Metadata
title: "E-TRAINEE Tutorial - Forest disturbance assessment with Python and the GEE"description: "This is a tutorial within the fourth theme of Module 1 of the E-TRAINEE course."
lastUpdate: 2023-07-21
authors: Andreas Mayr
Forest disturbance assessment with Python and the GEE¶
We want to compare the NDVI time series (spectral-temporal profile) for a disturbed forest location and for an undisturbed location to assess the timing of forest disturbance.
This notebook introduces possibilities for working with Python, the Google Earth Engine (GEE) and additional (helper) packages. You will learn how to extract spectral-temporal profiles for defined locations using the following packages:
- ee - The GEE Python API.
- geemap - A Python package described in Wu (2020). The geemap tools facilitate interactive mapping but also some other tasks with GEE.

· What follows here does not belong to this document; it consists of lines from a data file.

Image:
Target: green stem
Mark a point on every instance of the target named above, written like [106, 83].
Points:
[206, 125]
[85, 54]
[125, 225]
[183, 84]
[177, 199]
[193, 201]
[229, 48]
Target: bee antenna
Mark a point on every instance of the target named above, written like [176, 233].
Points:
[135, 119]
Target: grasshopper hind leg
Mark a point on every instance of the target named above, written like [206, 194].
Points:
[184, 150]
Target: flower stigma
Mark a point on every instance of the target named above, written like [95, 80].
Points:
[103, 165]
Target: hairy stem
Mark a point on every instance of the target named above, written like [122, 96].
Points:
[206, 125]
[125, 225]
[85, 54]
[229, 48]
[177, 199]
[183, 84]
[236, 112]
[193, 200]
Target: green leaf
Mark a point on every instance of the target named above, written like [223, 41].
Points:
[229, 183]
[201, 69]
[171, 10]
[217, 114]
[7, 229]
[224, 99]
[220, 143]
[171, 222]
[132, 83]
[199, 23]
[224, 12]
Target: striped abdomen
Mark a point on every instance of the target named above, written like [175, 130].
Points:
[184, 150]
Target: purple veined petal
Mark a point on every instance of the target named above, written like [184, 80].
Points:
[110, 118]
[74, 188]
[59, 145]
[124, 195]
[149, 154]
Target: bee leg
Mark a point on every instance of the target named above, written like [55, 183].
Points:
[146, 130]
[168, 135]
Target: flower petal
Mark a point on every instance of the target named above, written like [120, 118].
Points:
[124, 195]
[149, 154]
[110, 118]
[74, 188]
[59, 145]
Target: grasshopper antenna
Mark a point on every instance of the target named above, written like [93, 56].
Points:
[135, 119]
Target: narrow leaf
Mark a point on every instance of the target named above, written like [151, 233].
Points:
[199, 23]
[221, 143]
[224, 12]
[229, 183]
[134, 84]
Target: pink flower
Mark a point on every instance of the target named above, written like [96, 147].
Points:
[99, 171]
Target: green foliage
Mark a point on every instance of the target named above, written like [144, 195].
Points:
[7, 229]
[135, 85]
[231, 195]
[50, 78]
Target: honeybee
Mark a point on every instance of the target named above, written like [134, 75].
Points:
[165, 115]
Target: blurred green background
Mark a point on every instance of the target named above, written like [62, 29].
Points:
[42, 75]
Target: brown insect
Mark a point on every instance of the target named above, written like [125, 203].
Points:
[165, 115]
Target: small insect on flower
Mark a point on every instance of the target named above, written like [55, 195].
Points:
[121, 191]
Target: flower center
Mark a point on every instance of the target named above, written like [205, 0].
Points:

- eemont - This package adds utility methods for different Earth Engine Objects which are friendly with Python method chaining (Montero 2021). Thereby, the complexity of the code needed for processing tasks like cloud masking and spectral index calculation is reduced.
- pandas and seaborn are used to process and plot the point-based time series
These packages are contained in the requirements file provided for the course. Please see the instructions on the software page for setting up a Conda environment based on this file.
Note: You will need a Google account with GEE activated (Sign up here, if you do not already have one.).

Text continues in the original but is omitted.